Ref: https://learn.cantrill.io/courses/1820301/lectures/41301631 [SAA-C03]
High-Availability (HA)
- 🔧 A highly available (HA) system aims to ensure an agreed level of operational performance, usually uptime, for a higher than normal period
- In other words, HA is about optimizing a system's online time (uptime)
- Upon failure, components can be replaced/fixed quickly (often with automation)
- Incurs additional costs compared to normal systems
- Requires design with certain level of automation
- Might require redundancy
- Examples:
- Have a spare physical server ready so if the main one fails, the spare can be used
- Automatic failovers: substituting a failed server/instance with a standby/replica
- ‼️ HA is NOT about stopping failure, good UX, nor preventing disruption/outages!!

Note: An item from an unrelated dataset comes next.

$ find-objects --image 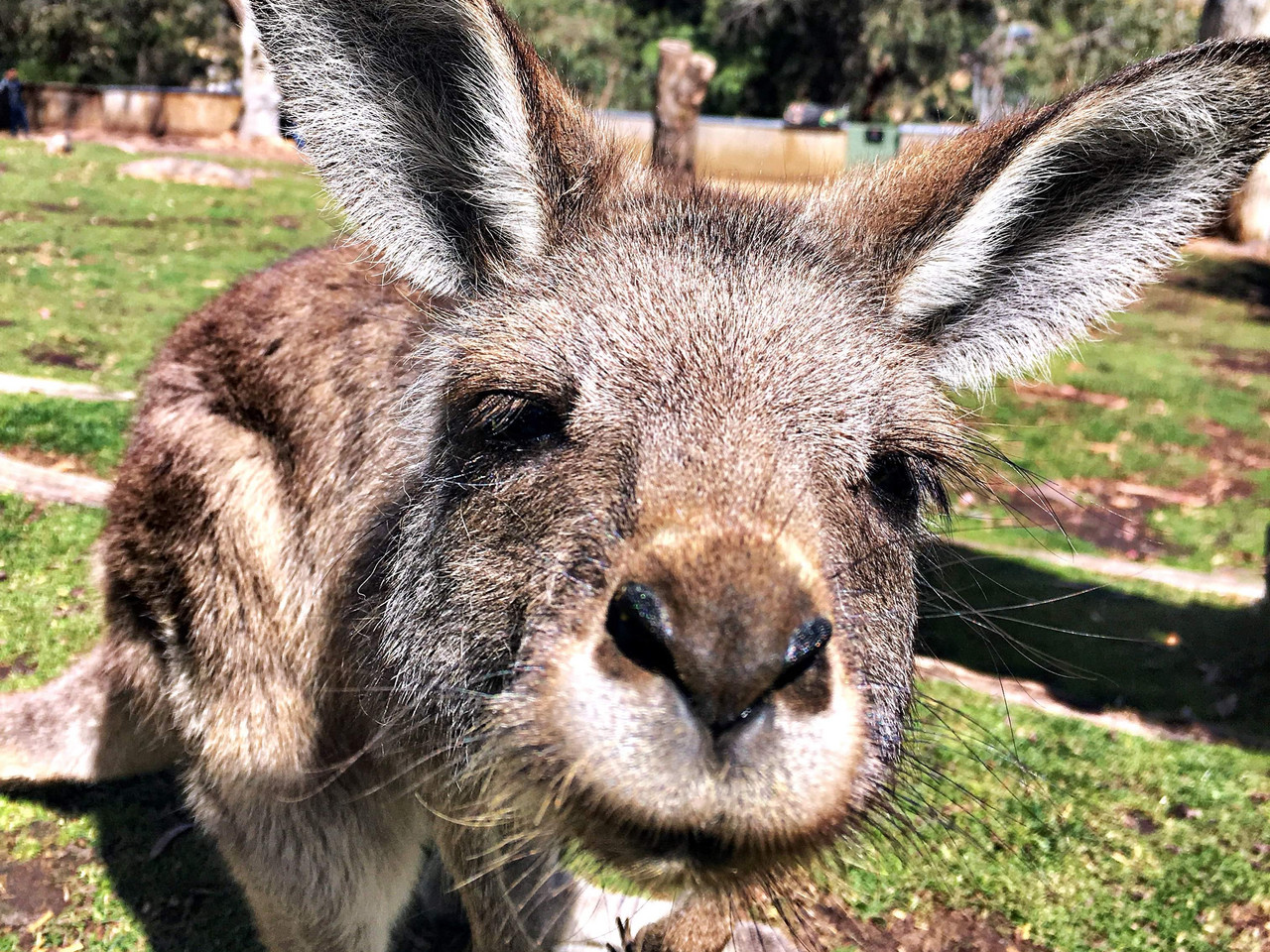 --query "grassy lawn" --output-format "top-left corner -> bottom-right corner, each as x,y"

- 🔧 HA systems have outages, but they are shorter than in normal systems
- User disruption is fine if system can get back online faster
- A HA system can be offline for a bit while components are replaced after failure
- There can be user relogins
- 💡 TLDR: HA is about fast & automatic recovery of issues
- RL example: carry an extra spare tyre in your 4x4 vehicle while going through the desert
- Changing a flat tyre is a disruption, but it's much better than having to call someone to come with an extra tyre and find you in the middle of the desert!
- HA Summary Diagram
Fault-Tolerance (FT)
- 🔧 A FT system can continue to operate properly even if some of its components fail
- System components can have one or more faults within
- Proper operation should continue even if the faults are being fixed in the meantime
- System must stop using faulty components and reroute traffic automatically
- ‼️ Much more than HA!! System needs to tolerate failure → much more expensive too!
- There can be NO downtime/outages
- Needs more redundancy than HA
- Example: Heart monitoring system in a hospital (2x monitors connected to 2 servers)
- There can be no downtime at all, or else the patient dies!
- 💡 RL example: An airplane with redundant engines and electronics
- Airplane must continue to fly in the air even if an engine or electronics fails
- Can't repair the airplane while flying
- FT Summary Diagram
Disaster Recovery (DR)
- 🔧 Disaster Recovery (DR) = set of policies, tools & procedures to enable the recovery or continuation of vital technology, infrastructure and systems following a natural or human-induced disaster
- 💡 In essence: what to do if HA & FT fail?
- Plan what to do if/when a disaster occurs that knocks out a system
- Pre-planning: what happens BEFORE disaster
- DR process: what happens AFTER disaster
- Nowadays very automated → minimizes human errors
- Business continuity (BC) focuses on keeping business operations during a disaster, while DR focuses on restoring data access and IT infrastructure after a disaster
- Usually in disasters there's shock, stress & fear → leads to bad decisions → DR is critical
- Plan documentation, staff, training, etc in advance! Before disaster hits!